Célébration des 20 ans de la Déclaration de Reuilly (© Capture d’écran)
Répondre à certaines situations en France
Après la rencontre de Belfast en 2017, le comité de suivi a cherché des occasions de développer des ministères communs pour répondre aux besoins missionnaires en France et a discerné trois situations qui pouvaient se transformer en autant d’opportunités : les zones rurales où de nombreux Anglais retraités se sont installés ; les zones urbaines où l’Église anglicane n’a pas les moyens de financer un ministère à plein temps ; les lieux où les Églises luthériennes-réformées et anglicanes voisines collaborent déjà activement.
C’est ainsi que trois projets de ministères partagés sont apparus, avec la conviction qu’en trouvant des solutions pratiques pour les mettre en place, nous arriverons à faire bouger les Églises institutionnellement et théologiquement.
Mise en action
Un projet de poste commun est apparu à Lyon, où un ministre anglican pourrait occuper un poste pastoral de Lyon Rive Gauche pour 50 % de son temps, en développant en parallèle un projet d’évangélisation commun aux Églises EPUdF et anglicane à destination de populations anglophones de l’agglomération lyonnaise.

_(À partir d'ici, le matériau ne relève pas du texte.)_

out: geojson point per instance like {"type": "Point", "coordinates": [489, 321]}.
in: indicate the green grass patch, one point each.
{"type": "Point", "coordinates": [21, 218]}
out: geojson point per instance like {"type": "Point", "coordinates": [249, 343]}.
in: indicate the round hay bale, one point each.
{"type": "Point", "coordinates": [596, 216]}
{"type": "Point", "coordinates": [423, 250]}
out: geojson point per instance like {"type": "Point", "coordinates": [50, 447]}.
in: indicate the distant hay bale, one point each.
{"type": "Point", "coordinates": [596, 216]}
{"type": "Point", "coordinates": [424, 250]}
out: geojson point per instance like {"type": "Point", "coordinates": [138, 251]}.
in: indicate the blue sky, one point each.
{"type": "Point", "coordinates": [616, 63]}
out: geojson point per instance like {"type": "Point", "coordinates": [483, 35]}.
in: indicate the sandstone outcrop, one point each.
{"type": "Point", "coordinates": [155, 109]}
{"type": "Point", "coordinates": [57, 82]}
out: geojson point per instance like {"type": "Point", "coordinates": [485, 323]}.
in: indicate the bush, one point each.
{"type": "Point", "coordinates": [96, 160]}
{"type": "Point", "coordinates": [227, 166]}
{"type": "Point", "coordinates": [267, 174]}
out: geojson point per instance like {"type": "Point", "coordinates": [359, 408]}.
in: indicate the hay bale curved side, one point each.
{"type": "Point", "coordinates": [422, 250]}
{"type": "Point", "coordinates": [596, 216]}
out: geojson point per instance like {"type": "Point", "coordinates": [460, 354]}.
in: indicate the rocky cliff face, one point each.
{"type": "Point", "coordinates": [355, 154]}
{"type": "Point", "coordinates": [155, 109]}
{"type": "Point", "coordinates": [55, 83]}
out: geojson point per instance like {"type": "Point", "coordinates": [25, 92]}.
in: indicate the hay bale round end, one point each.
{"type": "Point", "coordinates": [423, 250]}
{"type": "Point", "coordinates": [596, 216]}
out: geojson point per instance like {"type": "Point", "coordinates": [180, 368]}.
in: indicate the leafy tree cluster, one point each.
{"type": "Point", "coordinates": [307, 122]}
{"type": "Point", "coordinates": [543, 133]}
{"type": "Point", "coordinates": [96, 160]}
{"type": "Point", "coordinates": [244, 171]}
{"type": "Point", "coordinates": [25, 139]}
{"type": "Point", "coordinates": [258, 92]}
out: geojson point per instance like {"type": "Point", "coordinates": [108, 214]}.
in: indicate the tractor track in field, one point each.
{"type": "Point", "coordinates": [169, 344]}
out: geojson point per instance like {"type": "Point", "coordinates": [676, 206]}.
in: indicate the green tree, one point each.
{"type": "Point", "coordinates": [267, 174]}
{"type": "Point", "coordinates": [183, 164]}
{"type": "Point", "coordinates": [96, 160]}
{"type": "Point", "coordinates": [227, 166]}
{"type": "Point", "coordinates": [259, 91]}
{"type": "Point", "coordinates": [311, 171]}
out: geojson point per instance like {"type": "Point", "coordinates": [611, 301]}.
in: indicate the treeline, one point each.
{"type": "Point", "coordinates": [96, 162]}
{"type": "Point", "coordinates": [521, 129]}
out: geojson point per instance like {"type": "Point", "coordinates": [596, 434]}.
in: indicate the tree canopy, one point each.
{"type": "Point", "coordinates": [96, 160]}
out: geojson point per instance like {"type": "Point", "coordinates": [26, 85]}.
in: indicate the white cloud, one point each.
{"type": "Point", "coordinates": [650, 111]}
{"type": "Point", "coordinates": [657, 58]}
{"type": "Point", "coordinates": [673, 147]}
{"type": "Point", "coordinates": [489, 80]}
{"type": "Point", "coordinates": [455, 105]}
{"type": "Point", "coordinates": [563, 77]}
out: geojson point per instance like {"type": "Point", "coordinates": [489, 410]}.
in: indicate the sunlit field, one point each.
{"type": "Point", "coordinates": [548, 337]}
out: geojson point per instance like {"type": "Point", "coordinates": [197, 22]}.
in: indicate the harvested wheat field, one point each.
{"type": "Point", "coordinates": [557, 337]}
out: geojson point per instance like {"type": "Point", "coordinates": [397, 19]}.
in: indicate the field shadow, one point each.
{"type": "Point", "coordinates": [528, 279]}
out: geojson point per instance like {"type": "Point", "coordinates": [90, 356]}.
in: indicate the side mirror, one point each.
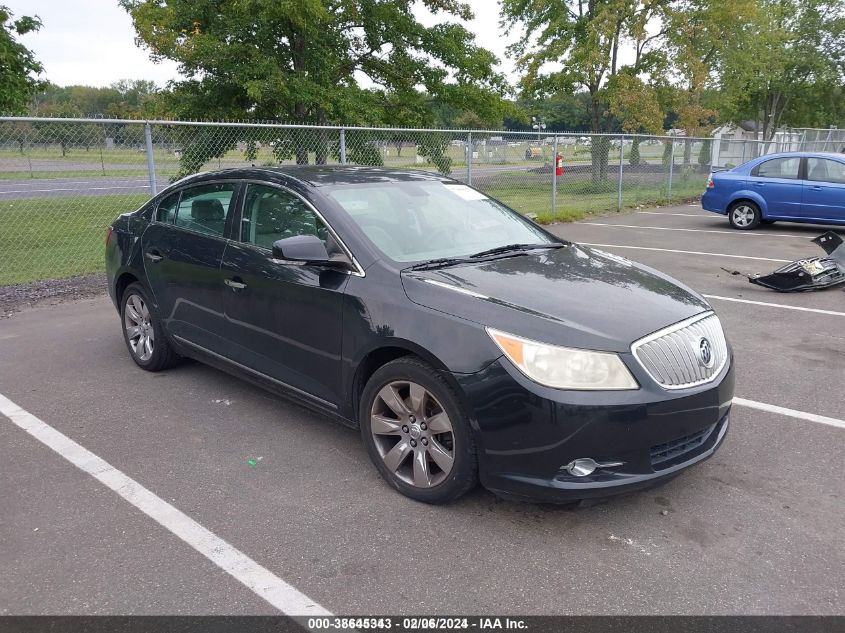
{"type": "Point", "coordinates": [308, 249]}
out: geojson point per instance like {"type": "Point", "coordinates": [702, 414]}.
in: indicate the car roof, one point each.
{"type": "Point", "coordinates": [321, 175]}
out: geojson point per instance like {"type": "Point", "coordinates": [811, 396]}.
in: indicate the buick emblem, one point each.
{"type": "Point", "coordinates": [705, 352]}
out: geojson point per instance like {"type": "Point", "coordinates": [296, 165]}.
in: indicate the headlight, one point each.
{"type": "Point", "coordinates": [564, 367]}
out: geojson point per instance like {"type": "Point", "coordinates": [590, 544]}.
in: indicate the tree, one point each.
{"type": "Point", "coordinates": [637, 108]}
{"type": "Point", "coordinates": [789, 51]}
{"type": "Point", "coordinates": [699, 32]}
{"type": "Point", "coordinates": [19, 69]}
{"type": "Point", "coordinates": [298, 61]}
{"type": "Point", "coordinates": [572, 44]}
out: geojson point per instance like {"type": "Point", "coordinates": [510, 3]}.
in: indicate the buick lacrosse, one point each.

En Alsace, le poste de prêtre anglican à Strasbourg, actuellement à 60 %, pourrait être complété par un 40 % au service de l’UEPAL. Par ailleurs, l’année prochaine sera l’occasion d’explorer plus avant la possibilité d’une desserte partagée dans les Charentes, dans un cadre rural où un pasteur pourrait assurer un mi-temps pour les communautés réformées et un autre pour l’Église anglicane.
De belles perspectives !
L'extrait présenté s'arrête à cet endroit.